Pero la madre veía en el espejo seres intrusos, que solo ella podía ver, nadie más; seres horrendos que le hacían señas y la llamaban en silencio.
Leía yo a Amparo Dávila y en mis meditaciones a la orilla del sueño, la asociaba con aquel término que Freud definió como “lo siniestro”. En medio del entorno familiar, de la vida cotidiana, de la aparente normalidad, se asomaba de repente, lo extraño. Es decir, “lo siniestro”.
Amparo Dávila fue una gran cuentista, mamá, a quien ya nadie leía, pero fue de las grandes en México. Se murió ayer mismo. Yo le leí siendo niño asustadizo un cuento suyo, y luego otro y otro más. Era del género fantástico, mamá, del horror que algunos llaman psicológico.
Hace días, casualmente, me acordé de ese cuento en donde el hijo cuida a esa madre enferma. Y nadie sabe por qué ve esas presencias extrañas en el espejo. Así lo tituló Amparo: “El espejo”.

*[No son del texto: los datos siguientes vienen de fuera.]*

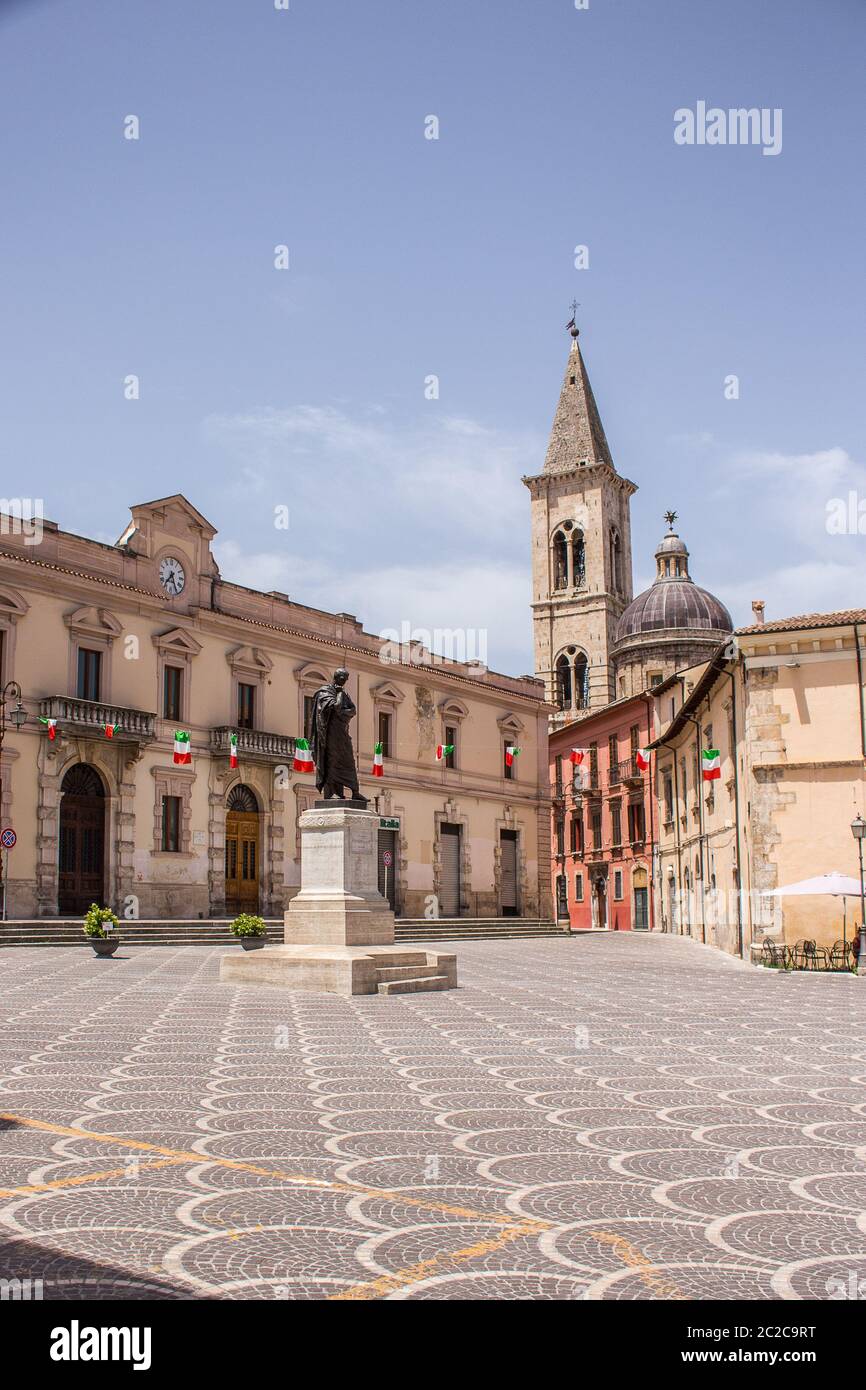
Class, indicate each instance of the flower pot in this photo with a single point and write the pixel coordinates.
(104, 945)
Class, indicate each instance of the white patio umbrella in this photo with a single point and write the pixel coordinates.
(826, 884)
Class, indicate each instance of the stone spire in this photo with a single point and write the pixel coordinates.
(577, 435)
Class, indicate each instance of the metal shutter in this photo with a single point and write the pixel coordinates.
(508, 849)
(449, 890)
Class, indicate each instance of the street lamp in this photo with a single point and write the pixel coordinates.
(17, 717)
(858, 830)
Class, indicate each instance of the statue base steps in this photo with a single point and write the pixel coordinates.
(339, 929)
(342, 969)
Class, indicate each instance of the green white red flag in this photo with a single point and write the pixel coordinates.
(711, 763)
(182, 752)
(303, 758)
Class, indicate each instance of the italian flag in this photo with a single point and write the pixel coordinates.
(182, 752)
(303, 762)
(711, 763)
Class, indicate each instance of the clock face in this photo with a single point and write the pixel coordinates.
(171, 576)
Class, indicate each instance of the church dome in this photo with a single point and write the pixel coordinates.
(673, 602)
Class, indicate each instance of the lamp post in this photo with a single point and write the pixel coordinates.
(10, 691)
(858, 830)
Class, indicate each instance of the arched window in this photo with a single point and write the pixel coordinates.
(563, 683)
(241, 798)
(578, 559)
(560, 560)
(616, 562)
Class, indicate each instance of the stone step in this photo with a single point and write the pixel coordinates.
(417, 986)
(402, 972)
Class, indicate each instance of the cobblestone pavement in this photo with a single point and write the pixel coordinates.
(610, 1118)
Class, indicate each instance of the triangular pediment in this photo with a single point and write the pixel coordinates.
(249, 659)
(93, 622)
(177, 641)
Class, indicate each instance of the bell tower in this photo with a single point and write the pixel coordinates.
(581, 551)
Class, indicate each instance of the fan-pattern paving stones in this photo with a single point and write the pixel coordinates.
(613, 1118)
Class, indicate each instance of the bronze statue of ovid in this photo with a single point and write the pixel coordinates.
(331, 742)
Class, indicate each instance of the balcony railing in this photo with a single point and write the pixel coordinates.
(86, 717)
(253, 742)
(630, 770)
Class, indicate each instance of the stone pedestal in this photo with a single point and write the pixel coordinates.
(339, 902)
(338, 927)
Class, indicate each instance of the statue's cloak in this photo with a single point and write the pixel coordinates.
(330, 740)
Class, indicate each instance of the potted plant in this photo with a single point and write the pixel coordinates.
(250, 930)
(100, 927)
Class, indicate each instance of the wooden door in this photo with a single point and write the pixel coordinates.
(508, 863)
(241, 862)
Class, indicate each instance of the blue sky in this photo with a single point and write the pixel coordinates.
(410, 257)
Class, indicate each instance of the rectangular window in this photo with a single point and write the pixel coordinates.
(635, 822)
(384, 733)
(246, 706)
(451, 738)
(173, 677)
(171, 824)
(89, 673)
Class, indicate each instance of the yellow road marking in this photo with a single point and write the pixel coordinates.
(180, 1155)
(513, 1228)
(630, 1255)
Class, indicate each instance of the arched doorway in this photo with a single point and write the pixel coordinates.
(242, 851)
(82, 841)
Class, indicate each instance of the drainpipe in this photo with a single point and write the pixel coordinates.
(672, 749)
(701, 837)
(651, 798)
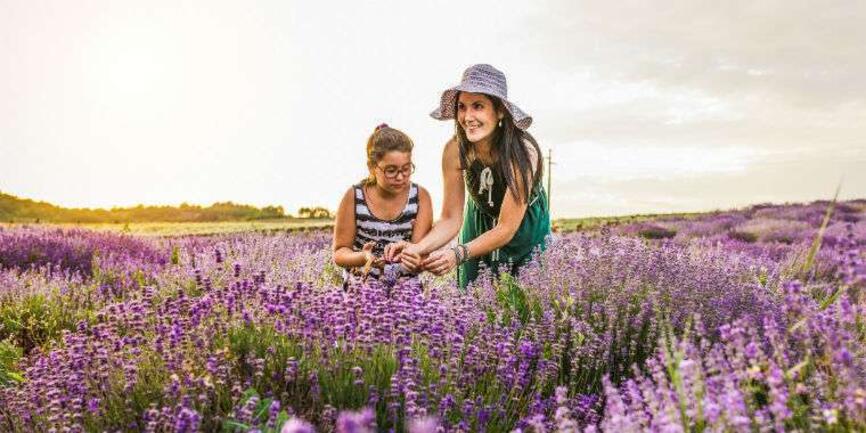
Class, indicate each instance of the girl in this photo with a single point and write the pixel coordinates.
(383, 208)
(493, 157)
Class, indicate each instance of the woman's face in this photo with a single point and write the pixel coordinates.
(477, 116)
(393, 171)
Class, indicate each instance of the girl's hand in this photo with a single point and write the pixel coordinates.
(393, 250)
(371, 260)
(405, 252)
(440, 262)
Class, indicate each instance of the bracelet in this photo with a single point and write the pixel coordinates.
(461, 253)
(465, 252)
(457, 254)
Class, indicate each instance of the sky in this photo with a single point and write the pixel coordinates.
(645, 106)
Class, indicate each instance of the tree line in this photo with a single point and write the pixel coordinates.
(15, 209)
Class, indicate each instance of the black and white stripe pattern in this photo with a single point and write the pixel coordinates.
(369, 228)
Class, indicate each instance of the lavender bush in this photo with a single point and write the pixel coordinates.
(607, 330)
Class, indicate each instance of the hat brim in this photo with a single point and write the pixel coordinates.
(449, 97)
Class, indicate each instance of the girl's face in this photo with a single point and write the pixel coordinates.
(393, 171)
(477, 116)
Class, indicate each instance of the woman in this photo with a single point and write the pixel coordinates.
(492, 156)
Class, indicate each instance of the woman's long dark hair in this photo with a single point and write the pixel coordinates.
(509, 148)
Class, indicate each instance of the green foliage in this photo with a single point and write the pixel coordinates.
(9, 356)
(36, 319)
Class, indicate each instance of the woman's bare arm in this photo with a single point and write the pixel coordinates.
(510, 217)
(452, 202)
(424, 220)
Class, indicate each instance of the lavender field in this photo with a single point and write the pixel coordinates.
(749, 320)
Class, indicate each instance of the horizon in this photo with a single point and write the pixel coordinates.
(646, 108)
(293, 213)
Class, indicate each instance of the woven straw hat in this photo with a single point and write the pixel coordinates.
(485, 79)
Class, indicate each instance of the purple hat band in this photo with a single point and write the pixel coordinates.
(481, 79)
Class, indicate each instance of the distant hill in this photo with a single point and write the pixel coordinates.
(16, 209)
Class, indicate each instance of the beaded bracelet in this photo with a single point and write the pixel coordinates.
(457, 254)
(465, 250)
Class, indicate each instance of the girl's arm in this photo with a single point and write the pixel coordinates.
(344, 234)
(411, 253)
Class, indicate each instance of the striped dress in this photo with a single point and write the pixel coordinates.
(369, 228)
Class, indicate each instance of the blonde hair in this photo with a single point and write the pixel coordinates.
(383, 140)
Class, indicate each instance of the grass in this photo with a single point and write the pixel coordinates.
(197, 228)
(589, 223)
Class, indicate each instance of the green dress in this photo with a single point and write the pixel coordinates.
(481, 214)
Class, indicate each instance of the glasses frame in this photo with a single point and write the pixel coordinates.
(398, 171)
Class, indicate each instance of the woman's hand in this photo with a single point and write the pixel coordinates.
(440, 262)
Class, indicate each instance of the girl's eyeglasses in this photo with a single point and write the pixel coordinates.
(391, 172)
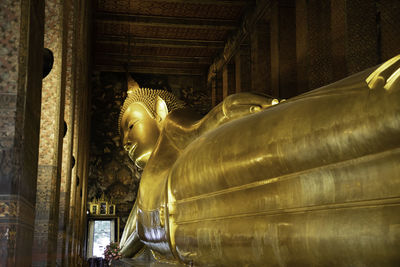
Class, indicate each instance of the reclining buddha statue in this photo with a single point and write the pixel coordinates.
(310, 181)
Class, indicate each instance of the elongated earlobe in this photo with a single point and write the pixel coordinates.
(161, 109)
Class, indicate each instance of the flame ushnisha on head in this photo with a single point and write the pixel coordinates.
(148, 97)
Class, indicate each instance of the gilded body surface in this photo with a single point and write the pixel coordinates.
(311, 181)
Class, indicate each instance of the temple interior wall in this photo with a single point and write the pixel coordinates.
(47, 178)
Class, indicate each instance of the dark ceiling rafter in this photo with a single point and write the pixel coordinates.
(140, 41)
(179, 37)
(209, 2)
(150, 70)
(176, 22)
(156, 59)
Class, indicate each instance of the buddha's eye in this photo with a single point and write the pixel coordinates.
(132, 124)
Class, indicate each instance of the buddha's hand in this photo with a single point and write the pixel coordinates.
(241, 104)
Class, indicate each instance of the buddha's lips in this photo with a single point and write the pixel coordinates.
(131, 151)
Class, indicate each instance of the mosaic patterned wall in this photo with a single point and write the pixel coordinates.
(110, 169)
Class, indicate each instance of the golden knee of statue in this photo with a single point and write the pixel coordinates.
(311, 181)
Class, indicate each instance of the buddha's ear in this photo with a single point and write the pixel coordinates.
(161, 109)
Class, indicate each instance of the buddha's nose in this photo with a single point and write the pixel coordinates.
(128, 146)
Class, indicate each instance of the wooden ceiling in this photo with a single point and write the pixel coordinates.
(180, 37)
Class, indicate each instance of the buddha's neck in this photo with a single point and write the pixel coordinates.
(180, 128)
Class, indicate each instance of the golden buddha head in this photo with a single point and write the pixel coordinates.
(140, 120)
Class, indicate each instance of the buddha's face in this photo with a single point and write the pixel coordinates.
(140, 133)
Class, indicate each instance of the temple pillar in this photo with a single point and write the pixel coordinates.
(216, 89)
(80, 150)
(314, 49)
(21, 60)
(67, 160)
(388, 26)
(261, 58)
(283, 49)
(353, 23)
(51, 137)
(228, 80)
(243, 69)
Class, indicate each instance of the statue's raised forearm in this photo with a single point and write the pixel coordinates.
(130, 242)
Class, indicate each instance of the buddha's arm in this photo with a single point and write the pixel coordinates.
(130, 242)
(233, 107)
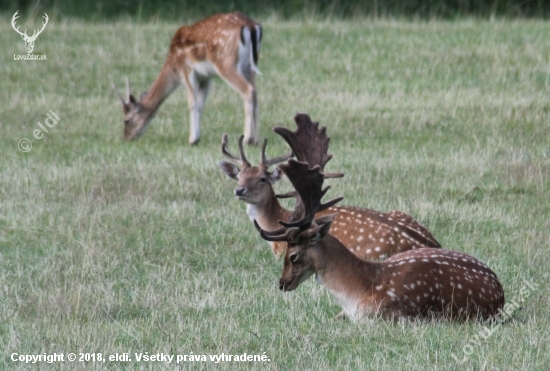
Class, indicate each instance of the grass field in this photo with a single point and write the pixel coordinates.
(114, 247)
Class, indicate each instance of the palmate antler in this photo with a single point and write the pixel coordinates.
(309, 143)
(308, 184)
(265, 162)
(306, 175)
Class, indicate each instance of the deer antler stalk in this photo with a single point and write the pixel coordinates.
(275, 160)
(118, 93)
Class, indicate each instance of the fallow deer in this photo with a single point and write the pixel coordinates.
(225, 45)
(29, 40)
(422, 283)
(367, 233)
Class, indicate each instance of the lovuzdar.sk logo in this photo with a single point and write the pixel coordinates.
(29, 40)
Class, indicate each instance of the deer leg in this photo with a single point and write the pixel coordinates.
(244, 84)
(197, 90)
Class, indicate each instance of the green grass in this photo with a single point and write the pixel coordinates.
(108, 246)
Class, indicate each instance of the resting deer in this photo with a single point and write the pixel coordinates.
(426, 282)
(368, 234)
(225, 45)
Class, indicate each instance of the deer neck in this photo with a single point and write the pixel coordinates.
(347, 277)
(166, 82)
(268, 212)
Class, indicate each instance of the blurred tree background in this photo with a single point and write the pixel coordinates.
(184, 9)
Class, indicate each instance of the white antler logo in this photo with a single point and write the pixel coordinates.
(29, 40)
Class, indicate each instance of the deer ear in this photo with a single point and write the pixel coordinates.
(231, 170)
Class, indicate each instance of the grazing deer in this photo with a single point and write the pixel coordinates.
(225, 45)
(368, 234)
(425, 282)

Tú también quisiste hace días, en tu tiempo destrozado, cubrir con unas sábanas grandes tu espejo, y las ventanas, y los resquicios de las puertas. Para que no entrara lo siniestro a tu casa, invisible, invasivo, virulento.
Yo también tapé el espejo de tu cuarto, como el personaje de Amparo Dávila. Pero luego, este hijo que cubre ese espejo cayó también sorprendido por las presencias extrañas. Y entre las sábanas notó que se agitaba lo siniestro. Sintió lo mismo que la madre enferma. Y vio lo que nadie más que ellos, madre e hijo, podían ver. Nadie más.
Tuve miedo, como el personaje de Amparo Dávila. Y me quedé en tu cuarto, rígido, como árbol petrificado. Igual que tú vi que se movía la sabana, y que no era el viento el que la agitaba. Era eso.
Hace rato, cuando murió Amparo Dávila, a sus noventa y dos años, volviste a mirar con tus ojos de siempre el cuarto y el espejo tapado. Y comprendí al fin el cuento de Amparo.
Eso que llega intempestivamente, de un día para otro, que nos hace ver a esos huéspedes indeseables del espejo, no es lo siniestro, mamá. Se equivocaba Freud.
Eso que se cuela por las ventanas, y por debajo de las puertas, no son seres extraños, es más bien un sentimiento que terminan por vivir al unísono madre e hijo: es la valentía de afrontar con naturalidad lo que nos venga por delante.
Descanse en paz Amparo Dávila, cuentista de lo fantástico, que nos enseñó a no tenerle miedo más que al miedo mismo y a ver detrás de los espejos.